The current energy and inflation crisis has led to significant real wage losses, and consumer confidence in Germany is deep in the doldrums. As a result, business sentiment among SME retailers is also dropping to new record lows. But at least the nosedive slowed in October, when the decline was only 0.3 points to -37.5 balance points. Among service providers, the only segment of SMEs to record a small sentiment improvement (+0.3 point), the mood is not quite as dire thanks to slightly brighter expectations. The construction sector recorded the strongest decline in business sentiment in October (-3.4 points to -19.1 balance points). This particularly interest rate-sensitive sector is likely to feel the ECB’s rapid interest rate turnaround most of all, even if ongoing and firmly planned construction projects will probably prevent a hard fall.
Unlike in SMEs, sentiment among large enterprises continued to plummet almost unabated, dropping by 2.9 points to -28.8 balance points. What is particularly striking is that despite the slightly improved conditions such as the fiscal support package, expectations failed to brighten in this segment.

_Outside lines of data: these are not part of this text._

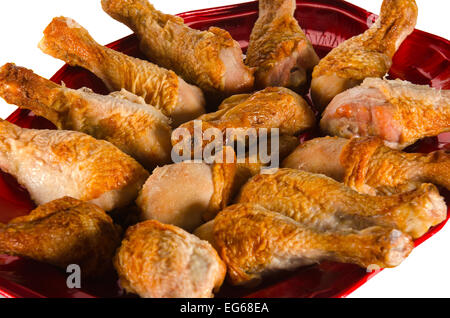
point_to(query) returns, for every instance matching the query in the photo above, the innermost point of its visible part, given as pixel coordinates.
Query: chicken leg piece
(273, 107)
(368, 166)
(397, 111)
(66, 40)
(186, 193)
(162, 261)
(321, 202)
(63, 232)
(367, 55)
(51, 164)
(279, 49)
(122, 118)
(254, 241)
(209, 59)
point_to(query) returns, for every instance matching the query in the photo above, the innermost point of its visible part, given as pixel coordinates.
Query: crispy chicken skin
(121, 118)
(51, 164)
(187, 193)
(63, 232)
(397, 111)
(65, 39)
(209, 59)
(367, 55)
(159, 260)
(368, 166)
(254, 241)
(323, 203)
(279, 49)
(273, 107)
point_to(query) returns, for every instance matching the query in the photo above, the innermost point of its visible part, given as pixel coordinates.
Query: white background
(425, 273)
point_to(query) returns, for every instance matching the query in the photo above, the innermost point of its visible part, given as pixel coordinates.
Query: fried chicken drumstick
(272, 107)
(121, 118)
(368, 166)
(163, 261)
(63, 232)
(254, 241)
(187, 193)
(279, 49)
(209, 59)
(323, 203)
(65, 39)
(397, 111)
(366, 55)
(51, 164)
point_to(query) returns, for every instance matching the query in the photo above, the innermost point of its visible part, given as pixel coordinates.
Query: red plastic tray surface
(422, 59)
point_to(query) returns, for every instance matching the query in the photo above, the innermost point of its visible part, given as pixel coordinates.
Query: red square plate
(422, 59)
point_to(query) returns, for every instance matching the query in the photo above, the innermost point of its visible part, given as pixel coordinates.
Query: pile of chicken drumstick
(353, 196)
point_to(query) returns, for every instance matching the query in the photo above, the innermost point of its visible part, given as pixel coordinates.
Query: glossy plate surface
(422, 59)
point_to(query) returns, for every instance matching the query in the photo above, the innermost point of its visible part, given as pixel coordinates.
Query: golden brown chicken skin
(368, 166)
(272, 107)
(367, 55)
(63, 232)
(323, 203)
(209, 59)
(65, 39)
(279, 49)
(51, 164)
(398, 112)
(121, 118)
(254, 242)
(159, 260)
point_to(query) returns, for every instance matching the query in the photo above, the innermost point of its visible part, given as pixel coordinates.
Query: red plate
(422, 59)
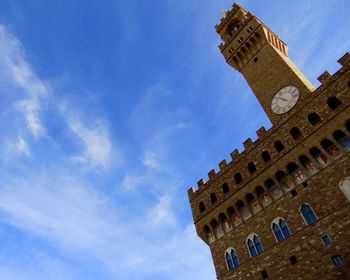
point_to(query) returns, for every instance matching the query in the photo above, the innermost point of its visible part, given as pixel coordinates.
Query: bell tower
(261, 56)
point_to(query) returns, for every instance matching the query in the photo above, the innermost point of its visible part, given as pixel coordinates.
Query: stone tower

“At the end of October the Federal Statistical Office surprised with the announcement of positive third quarter GDP growth which, as the icing on the cake, was actually driven by household consumption despite the depressed mood among consumers and retailers”, said Dr Fritzi Köhler-Geib, Chief Economist of KfW. “Excess savings and pent-up demand from the lockdown periods are still likely to play a role here, and purchasing power losses resulting from the energy crisis can also be offset by a declining savings rate. These effects are set to stabilise consumption in the winter half-year as well, although it will probably drop nonetheless. Furthermore, the ECB’s rapid interest rate turnaround, the continuing very pessimistic business expectations and banks’ increasingly restrictive lending policies – particularly towards small and medium-sized enterprises – are creating strong headwinds for investment. If that were to cause the cancellation of, in particular, investments needed to achieve a future-proof and net-zero economy, the damage would be great”, added Köhler-Geib.